August 30, 1987|JOHN O'DELL | Times Staff Writer

Joel Rettew shuddered when he read the news.

The Federal Trade Commission raided and shut down a Costa Mesa coin seller Aug. 18, charging in a civil complaint that the company defrauded customers by misrepresenting the quality and value of coins it peddled by telephone.

It was the fourth time in 10 months that the FTC had filed civil charges against a company marketing rare coins for investment purposes and the first such action on the West Coast.

But it won't be the last.

Orange County, land of liquid assets and high-rolling investors, also is home to more than half a dozen coin telemarketing operations that are being scrutinized by law enforcement agents who believe that, while telephone marketing is a legitimate sales technique, some coin sellers are abusing it by fraudulently relieving investors of their bankrolls.

And that has Rettew and other legitimate rare coin dealers in the county concerned--about the image of their profession and about the business the bad publicity is sure to cost them.

"Whenever someone who calls himself a coin dealer gets into trouble, the general public is suspicious of all dealers," said Rettew, owner of Rare Coin Investments in Newport Beach, one of the three largest and oldest of the handful of county coin dealerships specializing in rare, investment-quality coins.

And in a county where legitimate coin transactions total more than $125 million a year, a slump in business--or heavy competition from often-unscrupulous telephone marketing operations--takes a lot of dollars out of dealers' tills.

The boiler-room coin sales operations are believed to be taking in an average of $1 million a month each, said Kathryn Holguin, an investigator assigned to the state boiler-room task force in Los Angeles. At least 10 of the 150 telephone marketing operations being watched by the task force are heavily involved in coin sales, she said, and "most of them" are in Orange County. That adds up to more than $100 million a year in coin sales by Southern California-based telemarketers.

And because of a recent surge in the popularity of rare coins as an investment vehicle, the market is being crowded with eager buyers who know little or nothing about coins and how they are graded and priced. They are simply looking for appreciation.

At Numis Group, the Costa Mesa telemarketing operation placed in receivership by the FTC earlier this month, salesmen were allegedly quite successfully selling old Spanish pieces of eight for $850 each. A customer at Rettew can buy the same type of coin for about $85--and Rettew said he buys them wholesale for about $60 apiece.

Numis customers also were buying ancient Roman gold dinars coins, sight unseen, for $400 per coin, according to customer complaints that prompted the FTC investigation and subsequent raid, said FTC attorney Robert Friedman, who supervised the case.

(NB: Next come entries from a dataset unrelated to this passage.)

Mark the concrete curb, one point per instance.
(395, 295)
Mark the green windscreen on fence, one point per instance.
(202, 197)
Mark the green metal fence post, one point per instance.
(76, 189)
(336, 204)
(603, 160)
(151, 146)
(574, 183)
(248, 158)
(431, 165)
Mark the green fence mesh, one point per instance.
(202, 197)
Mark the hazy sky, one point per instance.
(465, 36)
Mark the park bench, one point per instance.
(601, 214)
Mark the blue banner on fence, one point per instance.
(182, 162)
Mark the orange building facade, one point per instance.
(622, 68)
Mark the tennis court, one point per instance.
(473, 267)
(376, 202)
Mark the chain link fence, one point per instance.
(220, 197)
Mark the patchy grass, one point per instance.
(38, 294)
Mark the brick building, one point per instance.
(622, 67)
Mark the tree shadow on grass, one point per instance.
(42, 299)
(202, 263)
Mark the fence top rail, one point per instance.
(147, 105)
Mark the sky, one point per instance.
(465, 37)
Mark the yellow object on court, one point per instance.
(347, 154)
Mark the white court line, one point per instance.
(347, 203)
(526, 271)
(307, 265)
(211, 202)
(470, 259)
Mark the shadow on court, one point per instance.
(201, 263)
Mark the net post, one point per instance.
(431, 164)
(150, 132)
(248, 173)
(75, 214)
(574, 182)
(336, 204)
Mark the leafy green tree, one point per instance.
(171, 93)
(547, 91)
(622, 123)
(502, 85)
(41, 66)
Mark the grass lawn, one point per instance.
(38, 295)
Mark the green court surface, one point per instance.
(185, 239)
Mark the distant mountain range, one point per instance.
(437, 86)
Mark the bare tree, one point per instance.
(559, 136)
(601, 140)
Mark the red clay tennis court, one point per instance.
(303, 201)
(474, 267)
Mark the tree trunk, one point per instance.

Within a few days, the price had jumped to $750 per coin with no shortage of customers, said Holguin, citing records seized during the raid. The company's records showed that Numis was paying only $35 each for its dinarii coins, and the FTC closed down the company because it was representing that the coins were worth far more than that, Holguin said.

Numis has been placed under the control of a receiver, and its former officers could not be reached for comment. The receiver would not comment on the case, and the documents filed by the FTC in federal court in Los Angeles have been sealed at the request of the commission.

An FTC official in Los Angeles said a temporary restraining order that prevents the company from doing business has been issued. Further proceedings in the case have not yet been scheduled, and clients are being told that no information will be available until Sept. 18.

Although some novice investors have been paying grossly inflated prices for old coins, there are ways to avoid being victimized, and most legitimate dealers make an effort to establish their credentials and satisfy customers that they are in business to stay.

Investing in coins has long been popular among the very wealthy. Many investment counselors urge clients to place up to 20% of their assets in rare coins or precious metals, or a combination of both, as a hedge against inflation.

But coin investing really blossomed two years ago, when an annual Salomon Brothers survey of 15 investment vehicles ranked rare coins as the top investment for the previous 10-year and 15-year periods.

And the Salomon report for 1987, issued in June, again showed rare coins as one of the best investments around, ranking sixth for the year with a 10.7% compounded rate of return and first for both the past 10 years--a 16.6% annualized rate of return--and 15 years--an 18.8% return.

By comparison, oil was a distant second for the long term, with a compounded rate of return of 13.9% for 15 years. U.S. stamps ranked third at 13.6% for 15 years, while gold at 11.9% and silver at 10.3% finished fourth and fifth for the 15-year investment period.